Feed-Forward Networks: The Forgotten Half of Transformers
Published:
The FFN Is Half the Block
Every Transformer block follows this pattern:
x → MultiHeadAttention → residual + LN → FeedForward → residual + LN → output
The FeedForward (FFN) sub-layer is the second half of every block. In popular Transformer explanations, it is often described in one sentence and then forgotten in favour of attention. This is a mistake — the FFN is critical.
The Architecture of the FFN
The FFN is a simple two-layer MLP applied position-wise: each token is processed identically and independently.

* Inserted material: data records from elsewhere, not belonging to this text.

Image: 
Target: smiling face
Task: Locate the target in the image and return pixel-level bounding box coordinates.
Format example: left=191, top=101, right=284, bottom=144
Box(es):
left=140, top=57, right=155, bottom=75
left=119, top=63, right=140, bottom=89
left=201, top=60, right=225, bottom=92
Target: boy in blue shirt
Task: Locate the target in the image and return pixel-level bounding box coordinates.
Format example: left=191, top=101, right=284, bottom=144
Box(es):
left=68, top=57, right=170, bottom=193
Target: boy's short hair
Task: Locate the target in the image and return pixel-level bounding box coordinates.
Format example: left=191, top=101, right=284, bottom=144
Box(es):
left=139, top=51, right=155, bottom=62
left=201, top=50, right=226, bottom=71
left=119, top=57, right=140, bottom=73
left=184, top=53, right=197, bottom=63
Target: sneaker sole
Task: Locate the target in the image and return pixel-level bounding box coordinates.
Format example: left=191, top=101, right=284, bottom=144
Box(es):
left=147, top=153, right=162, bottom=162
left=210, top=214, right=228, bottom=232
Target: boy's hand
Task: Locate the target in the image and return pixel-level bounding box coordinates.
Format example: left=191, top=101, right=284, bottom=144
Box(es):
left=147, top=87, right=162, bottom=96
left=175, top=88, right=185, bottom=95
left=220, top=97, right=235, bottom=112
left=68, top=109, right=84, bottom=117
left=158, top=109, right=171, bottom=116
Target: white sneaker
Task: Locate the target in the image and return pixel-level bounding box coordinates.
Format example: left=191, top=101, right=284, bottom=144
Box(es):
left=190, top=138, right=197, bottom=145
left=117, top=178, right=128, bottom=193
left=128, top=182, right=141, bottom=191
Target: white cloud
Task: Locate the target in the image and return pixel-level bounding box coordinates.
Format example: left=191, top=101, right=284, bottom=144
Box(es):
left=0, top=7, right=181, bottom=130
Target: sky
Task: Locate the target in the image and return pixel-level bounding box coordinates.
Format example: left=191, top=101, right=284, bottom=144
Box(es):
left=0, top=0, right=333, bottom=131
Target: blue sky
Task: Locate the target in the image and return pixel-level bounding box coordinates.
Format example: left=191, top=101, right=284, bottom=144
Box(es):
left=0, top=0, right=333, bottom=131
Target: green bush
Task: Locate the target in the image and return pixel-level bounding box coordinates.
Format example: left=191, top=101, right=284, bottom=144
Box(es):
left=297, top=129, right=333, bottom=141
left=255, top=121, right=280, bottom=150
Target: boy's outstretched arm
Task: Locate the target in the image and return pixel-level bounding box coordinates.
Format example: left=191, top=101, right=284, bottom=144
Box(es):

- W₁ ∈ ℝ^{d_model × d_ff}: projects up from d_model to d_ff
- activation: nonlinearity (ReLU, GELU, or SwiGLU)
- W₂ ∈ ℝ^{d_ff × d_model}: projects back down
- d_ff = 4 × d_model in most models (e.g., 512 → 2048, or 4096 → 16384)
The 4× expansion and contraction is standard but not derived from first principles — it was established empirically in the original paper and has remained the default.
Parameter Count: FFN Dominates
For a model with d_model = 1024 and d_ff = 4096, in each block:
| Sub-layer | Parameters |
|---|---|
| Multi-head attention (4 matrices) | 4 × 1024² = 4.2M |
| FFN (2 matrices) | 2 × 1024 × 4096 = 8.4M |
The FFN holds twice as many parameters as the attention sub-layer. In a 96-layer model, FFNs collectively account for roughly 2/3 of all parameters.
What Does the FFN Actually Do?
Attention vs FFN: Division of Labour
Research into Transformer internals has revealed a rough division:
- Attention heads move information between positions — they determine which tokens influence each other and gather context
- FFN layers process information at a single position — they apply transformations and recall facts
This is why you can have a model that “knows” Paris is the capital of France even though that fact was not encoded in the positional attention pattern of the current context — the FFN retrieves it.
FFN as a Key-Value Memory
A 2020 paper (Geva et al., “Transformer Feed-Forward Layers Are Key-Value Memories”) showed that the FFN can be interpreted as:
- W₁ rows (the “keys”): pattern detectors — each neuron in the expanded dimension activates for specific input patterns
- W₂ columns (the “values”): for each activated key, the corresponding value vector is added to the output
When a token activates a key neuron (because it matches a learned pattern), the associated value is retrieved and added to the representation. This is analogous to a soft content-addressable memory — the FFN stores and retrieves (token, fact) associations.
The Nonlinearity: ReLU, GELU, SwiGLU
ReLU (original Transformer, 2017)
Simple and sparse — negative activations are exactly zero, which gives the FFN a sparse, efficient structure.
GELU (GPT-2, BERT, and successors)
Smooth approximation of ReLU with non-zero gradient for negative inputs. Empirically outperforms ReLU on most language tasks.
SwiGLU (LLaMA, PaLM, Mistral)
A gated variant: two parallel linear projections, one gating the other element-wise. SwiGLU-based FFNs use d_ff = (8/3) × d_model (not 4×) to keep parameter count comparable. Consistently outperforms ReLU and GELU at large scale.
Position-Wise Independence: A Key Property
The FFN processes each token independently — it does not look at neighbouring tokens. There is no attention-like mechanism: the computation for position i uses only the vector at position i.
This means:
- Parallelisable across positions (all tokens in a sequence processed simultaneously)
- No position-to-position information mixing — that is strictly the role of attention
- The FFN refines each token’s representation in place; it does not redistribute information
Sparse FFNs: MoE
Mixture-of-Experts (MoE) Transformers replace the dense FFN with multiple expert FFNs, routing each token to only a subset (often 2 out of 64 or more experts):
token → router → expert_k → output
This allows vastly more total parameters (stored in expert FFNs) while keeping computation constant (only a fraction is used per token). Models like Mixtral 8×7B and GPT-4 (allegedly) use MoE in the FFN sub-layer.
Summary
| Property | Value |
|---|---|
| Architecture | Two-layer MLP with expansion |
| Expansion factor | 4× (ReLU/GELU) or 8/3× (SwiGLU) |
| Applied to | Each token independently |
| Parameter share | ~2/3 of total in standard models |
| Information role | Per-position processing and fact retrieval |
| Attention role comparison | Attention mixes positions; FFN refines each position |
The FFN is not attention’s sidekick. It is an equal partner — the knowledge storage and processing unit that sits beside attention’s information-routing mechanism.